MS1 v2.2 029y4: I built my MS ECU following the mods listed on DIYautotune to run MSnSe, controlling spark, but using the stock Bosch ICM as my coil driver. I believe that I have this setup correctly, but if somebody with experience could take a look it would be really appriciated.

Specific questions...

1) Do I need to jump anything on the Bosch ICM?

2) Is it advisable to add a throttle body with TPS for a speed density setup? I have a Passat 16v auto TB on the shelf.

3) Is it ok to power the hall sender the way I have? It will receive the same switched power that the ECU will via the digifant relay.

Thanks in advance for any guidance!


----------



## Prof315 (Jan 5, 2009)

It should work that way but personnally I would use both injector drivers and the hook INJ1 to cylinders 1 and 4 and INJ 2 to cylinders 2 and 3. That way you can run alternating squirts which generally results in a smoother idle.

As far as a TPS goes I prefer using one but have done 2 cars successfully without one. The biggest downside is that you can't use overrun fuel cut withouit a TPS


----------



## N75 (Nov 13, 2006)

I will certainly consider using both injector banks alternating. Just have to make a new injector harness.

I think TPS will go in as well, probably not for initial firing though.

Otherwise, the wiring looks correct on the MS side to run ignition? There's alot of info out there regarding the mods and how to wire it, and some of it is garbage.

Thanks!!!


----------



## need_a_VR6 (May 19, 1999)

Just replied to your msextra thread, but:

1) You shouldn't

2) TPS is preferred if you have access to one it makes doing flood clear, over run and accel easier.

3) With that setup you'll want to feed the hall with 5v from TPSVref (26) instead of 12v.

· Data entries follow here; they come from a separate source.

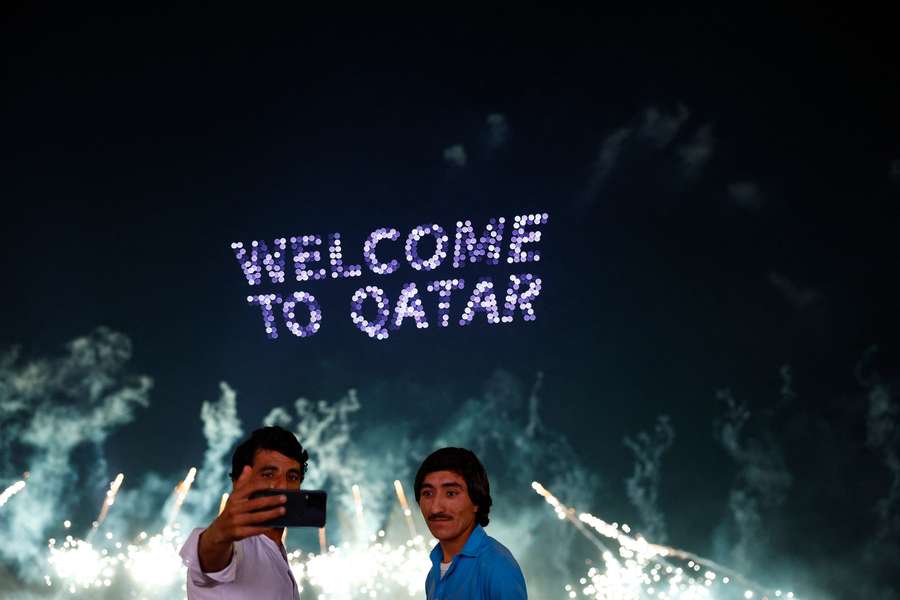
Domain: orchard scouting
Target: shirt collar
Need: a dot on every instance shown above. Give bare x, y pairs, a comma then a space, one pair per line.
472, 547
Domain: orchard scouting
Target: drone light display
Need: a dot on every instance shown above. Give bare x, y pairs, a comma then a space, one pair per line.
371, 310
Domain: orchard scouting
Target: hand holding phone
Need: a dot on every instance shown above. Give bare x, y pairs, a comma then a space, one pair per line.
303, 508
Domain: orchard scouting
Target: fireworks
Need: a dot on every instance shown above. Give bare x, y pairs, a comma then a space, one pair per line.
630, 567
110, 499
181, 491
407, 513
11, 491
640, 569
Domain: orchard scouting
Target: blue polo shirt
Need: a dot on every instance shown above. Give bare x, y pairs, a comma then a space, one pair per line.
483, 570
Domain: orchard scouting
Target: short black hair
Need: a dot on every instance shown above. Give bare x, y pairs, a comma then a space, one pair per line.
464, 463
268, 438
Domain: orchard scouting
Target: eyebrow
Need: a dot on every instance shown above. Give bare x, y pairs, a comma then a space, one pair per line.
451, 484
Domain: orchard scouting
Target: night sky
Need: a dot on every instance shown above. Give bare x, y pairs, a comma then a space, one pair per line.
723, 192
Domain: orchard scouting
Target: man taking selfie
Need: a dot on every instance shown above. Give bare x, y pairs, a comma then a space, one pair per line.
236, 556
454, 494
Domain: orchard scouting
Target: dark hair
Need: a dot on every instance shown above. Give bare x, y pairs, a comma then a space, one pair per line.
268, 438
465, 464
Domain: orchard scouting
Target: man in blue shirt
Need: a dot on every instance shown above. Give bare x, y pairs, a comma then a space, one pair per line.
454, 494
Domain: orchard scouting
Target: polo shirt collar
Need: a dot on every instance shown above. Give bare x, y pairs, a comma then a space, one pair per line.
472, 547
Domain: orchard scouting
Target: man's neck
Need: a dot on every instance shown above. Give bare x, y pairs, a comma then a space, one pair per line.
451, 548
275, 534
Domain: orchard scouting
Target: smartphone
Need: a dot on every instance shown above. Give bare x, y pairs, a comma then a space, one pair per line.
305, 508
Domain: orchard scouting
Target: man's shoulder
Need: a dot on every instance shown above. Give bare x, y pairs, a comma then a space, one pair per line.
498, 556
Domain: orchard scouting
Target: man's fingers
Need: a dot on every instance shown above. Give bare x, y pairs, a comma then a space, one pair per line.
255, 518
259, 503
245, 532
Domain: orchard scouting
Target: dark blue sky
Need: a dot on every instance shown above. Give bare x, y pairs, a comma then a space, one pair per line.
136, 148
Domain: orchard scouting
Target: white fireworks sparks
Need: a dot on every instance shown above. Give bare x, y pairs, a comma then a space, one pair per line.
11, 491
641, 570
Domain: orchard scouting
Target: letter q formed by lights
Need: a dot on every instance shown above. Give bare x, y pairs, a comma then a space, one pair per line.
371, 310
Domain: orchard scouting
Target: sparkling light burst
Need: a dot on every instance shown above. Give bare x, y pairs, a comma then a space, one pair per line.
11, 491
639, 569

One other thing, you'll want to ground the tps signal wire if you're not using a tps. Also, you need to double your req_fuel if you only run one injector bank.


----------



## N75 (Nov 13, 2006)

need_a_VR6 said:


> Just replied to your msextra thread, but:
> 
> 1) You shouldn't
> 
> ...


1) Cool

2) Cool

3) THAT's one thing I was wondering. I saw another diagram that showed 12v+ going to it, but that was using an internal driver. http://www.timbox.net/Link/2010/05-27_megawiring/24_diagram1.gif

I'll add a ground to pin 22 until I switch throttle bodies.

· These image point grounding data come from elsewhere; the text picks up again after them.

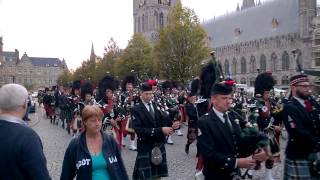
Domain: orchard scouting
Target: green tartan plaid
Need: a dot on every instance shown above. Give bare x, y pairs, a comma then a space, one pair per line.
145, 170
297, 170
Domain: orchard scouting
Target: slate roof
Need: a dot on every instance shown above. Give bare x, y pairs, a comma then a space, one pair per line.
10, 55
254, 23
48, 62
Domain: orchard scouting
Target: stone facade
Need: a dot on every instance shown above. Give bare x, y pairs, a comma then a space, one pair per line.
150, 15
32, 72
261, 37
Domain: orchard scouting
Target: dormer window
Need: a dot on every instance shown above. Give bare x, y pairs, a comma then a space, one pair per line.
275, 23
237, 32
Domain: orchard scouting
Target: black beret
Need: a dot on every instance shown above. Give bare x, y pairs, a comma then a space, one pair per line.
221, 89
145, 87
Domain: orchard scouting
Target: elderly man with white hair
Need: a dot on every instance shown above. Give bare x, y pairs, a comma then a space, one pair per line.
21, 152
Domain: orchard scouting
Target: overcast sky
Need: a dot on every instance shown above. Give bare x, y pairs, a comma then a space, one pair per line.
66, 28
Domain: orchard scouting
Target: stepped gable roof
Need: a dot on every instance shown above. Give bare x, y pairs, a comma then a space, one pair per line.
254, 23
48, 62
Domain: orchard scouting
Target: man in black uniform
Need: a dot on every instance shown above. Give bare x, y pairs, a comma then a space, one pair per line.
219, 141
151, 128
301, 118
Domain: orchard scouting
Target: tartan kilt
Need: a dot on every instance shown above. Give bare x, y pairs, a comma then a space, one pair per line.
192, 134
145, 170
297, 169
68, 115
49, 110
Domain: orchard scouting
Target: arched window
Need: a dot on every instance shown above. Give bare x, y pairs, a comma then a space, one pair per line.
252, 80
285, 61
243, 81
226, 67
263, 63
243, 66
146, 23
143, 22
234, 66
252, 64
273, 62
139, 24
284, 80
299, 57
136, 24
161, 20
156, 20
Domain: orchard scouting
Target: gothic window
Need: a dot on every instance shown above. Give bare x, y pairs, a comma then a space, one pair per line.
146, 26
274, 23
299, 57
252, 80
243, 81
143, 21
243, 65
252, 64
285, 61
237, 32
273, 62
275, 80
284, 80
161, 20
156, 16
263, 63
139, 25
234, 66
226, 67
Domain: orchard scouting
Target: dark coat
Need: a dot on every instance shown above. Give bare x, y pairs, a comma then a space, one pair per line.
303, 129
149, 132
21, 153
77, 160
219, 147
192, 113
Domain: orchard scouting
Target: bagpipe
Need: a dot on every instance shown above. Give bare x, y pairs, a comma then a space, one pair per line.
113, 111
76, 111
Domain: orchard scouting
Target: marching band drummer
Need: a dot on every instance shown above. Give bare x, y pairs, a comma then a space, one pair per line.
219, 141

And noted about the fueling - makes sense.


----------



## N75 (Nov 13, 2006)

Here's a revised diagram - look correct for single injector bank and no TPS? I'll plan on those two changes once I get it started initially.

Thanks again for the help. I'll post this up on the msextra thread as well, I feel it's good knowledge for both places.


----------



## need_a_VR6 (May 19, 1999)

If you change your opto pullup to a 12v feed you can run 12v to the sensor. Feed voltage just needs to match the board mods is all. 

Not sure on the rest of the pinout I avoid all that is Digifant for the most part.. had it been Motronic I could have told you if it was right in my sleep (nightmares?)


----------



## N75 (Nov 13, 2006)

LOL - Digi2 is very sparse compared to Motronic. The engine harness is very isolated from the chassis harness, so it's easy to pull in and out.

All the sensors get their ground from the ECU on pin 6, so wiring it up this way makes it a cake walk - nothing on the engine harness changes, except once the big AFM gets removed (with IAT integrated) I need to wire the GM sensor to the right two wires. That's literally it. Using easytherm for the Bosch CTS. No need for a relay/fuse board because it's all run the same way the OEM ECU was.


----------